The result is that all other work may have to be stopped to remediate problems. Bring the solution back to a stable state that the Product owner knows they can release. Work type 4 is generally the area where if poor choices are continually accepted, then the scrum team will accumulate unwanted technical debt.
What they all have in common
All work from types 1 through 4 should be made visible and transparent to all through the Product Backlog. By doing this, the Product Backlog represents the vision for the solution and makes transparent all work it will take to make this vision a reality.
It is the Product Owner’s responsibility to own and manage the product backlog in such a manner that it delivers the value from all work types and does not accumulate intended or unintended fragilities that will result in unplanned work to remediate the problems introduced.
Therefore, it is essential to coach product owners to understand both work types 2 & 3, when in the face of demands from stakeholders to relentlessly deliver functionality and new features to a solution. Not prioritizing work related to underlying infrastructure or maintenance to the already released product can lead to a fragility within the solution.
If you have done much reading or practical implementation on Lean principles, you will understand that it is work type 4 that can kill a solution and or an organization. When all efforts are focussed on solving problems, then it is impossible to deliver further value until you sort the issues already created.

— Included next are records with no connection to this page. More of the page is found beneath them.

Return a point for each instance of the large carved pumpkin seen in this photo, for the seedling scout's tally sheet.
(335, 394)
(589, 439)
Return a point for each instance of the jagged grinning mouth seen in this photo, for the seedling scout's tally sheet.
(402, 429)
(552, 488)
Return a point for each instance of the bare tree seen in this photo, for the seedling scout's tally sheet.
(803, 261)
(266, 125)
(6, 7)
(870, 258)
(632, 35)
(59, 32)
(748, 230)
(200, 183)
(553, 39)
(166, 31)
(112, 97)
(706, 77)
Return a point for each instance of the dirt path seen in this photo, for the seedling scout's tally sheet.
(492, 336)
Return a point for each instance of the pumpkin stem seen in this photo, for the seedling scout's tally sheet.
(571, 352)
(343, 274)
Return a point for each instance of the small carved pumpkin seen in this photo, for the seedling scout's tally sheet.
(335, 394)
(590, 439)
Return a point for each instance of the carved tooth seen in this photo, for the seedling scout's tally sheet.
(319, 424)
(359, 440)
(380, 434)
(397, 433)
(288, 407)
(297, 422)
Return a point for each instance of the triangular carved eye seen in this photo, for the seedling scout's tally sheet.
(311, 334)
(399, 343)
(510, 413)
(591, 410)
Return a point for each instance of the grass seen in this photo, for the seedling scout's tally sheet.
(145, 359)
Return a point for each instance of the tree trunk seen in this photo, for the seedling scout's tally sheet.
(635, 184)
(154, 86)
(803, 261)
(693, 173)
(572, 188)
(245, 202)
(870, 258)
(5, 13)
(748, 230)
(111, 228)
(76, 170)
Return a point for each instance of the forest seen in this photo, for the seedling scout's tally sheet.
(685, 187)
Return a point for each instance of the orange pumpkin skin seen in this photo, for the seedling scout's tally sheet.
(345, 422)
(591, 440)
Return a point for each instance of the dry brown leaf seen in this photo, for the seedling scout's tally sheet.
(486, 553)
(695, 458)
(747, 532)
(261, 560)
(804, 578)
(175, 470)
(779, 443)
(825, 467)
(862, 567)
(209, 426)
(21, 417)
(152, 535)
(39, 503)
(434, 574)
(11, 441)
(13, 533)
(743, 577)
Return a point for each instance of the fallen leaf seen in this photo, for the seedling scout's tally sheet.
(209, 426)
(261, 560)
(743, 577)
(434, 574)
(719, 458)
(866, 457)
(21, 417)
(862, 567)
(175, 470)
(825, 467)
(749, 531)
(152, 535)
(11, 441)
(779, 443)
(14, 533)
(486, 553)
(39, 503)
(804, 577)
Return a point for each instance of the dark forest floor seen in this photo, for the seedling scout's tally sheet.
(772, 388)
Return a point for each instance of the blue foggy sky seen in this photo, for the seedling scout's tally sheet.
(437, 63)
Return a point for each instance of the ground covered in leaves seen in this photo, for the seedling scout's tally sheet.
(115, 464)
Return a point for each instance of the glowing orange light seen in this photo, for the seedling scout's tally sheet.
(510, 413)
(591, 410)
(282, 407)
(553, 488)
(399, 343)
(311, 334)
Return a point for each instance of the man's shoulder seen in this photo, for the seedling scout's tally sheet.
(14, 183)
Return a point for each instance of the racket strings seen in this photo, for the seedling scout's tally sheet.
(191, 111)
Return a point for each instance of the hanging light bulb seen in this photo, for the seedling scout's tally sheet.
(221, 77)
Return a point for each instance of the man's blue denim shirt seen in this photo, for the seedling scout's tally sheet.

Accountability to own the Product
It is not within the remit of the Development Team to decide to keep a secondary list of work-related to work items 2 through 4 so that in each sprint, it accepts a certain amount of new work from type 1 as identified and prioritized by the product owner. Then filing a balance from work types 2 through 4 and taking a view, the Product Owner doesn’t understand technical topics. It is their responsibility to engage with the Product Owner giving advice where required so that the Product Owner does understand the need to take account of this work.
Product delivery has elements of technical & underlying items that need to be delivered, and this should be expected. The same debate occurs over direct and indirect value derived from infrastructure work items and understanding how the indirect value from this adds to the whole.
These are just items that need to be managed on the Backlog of work the same as any other, including the potential they have for causing dependencies. In the situation where a dependency does arise, then if the product owner is not actively participating in the prioritization and ordering of this work, it runs the risk of causing problems, not solving them.
In of themselves, they do not form technical debt as they do not derive from poor choices, and teams should avoid seeing technical work as a credit card type debt. However, when not actively managed on the backlog as being equally valuable to functional features, then the product owner does run the risk of introducing fragility by the poor choice of not owning these items. The technical debt of this poor choice could mean the product ends up in a state where they cannot reliably consider it releasable and having an unknown cost to correct that situation.
In Scrum, the preference is not to introduce, manage, or maintain technical debt but to avoid adding it in the first place. It is the accountability of the Scrum Master role to coach the Scrum Team on making the right choices not to cause the accumulation of poor decisions as technical debt.
Understanding Test Driven Development will help teams build quality in from the beginning.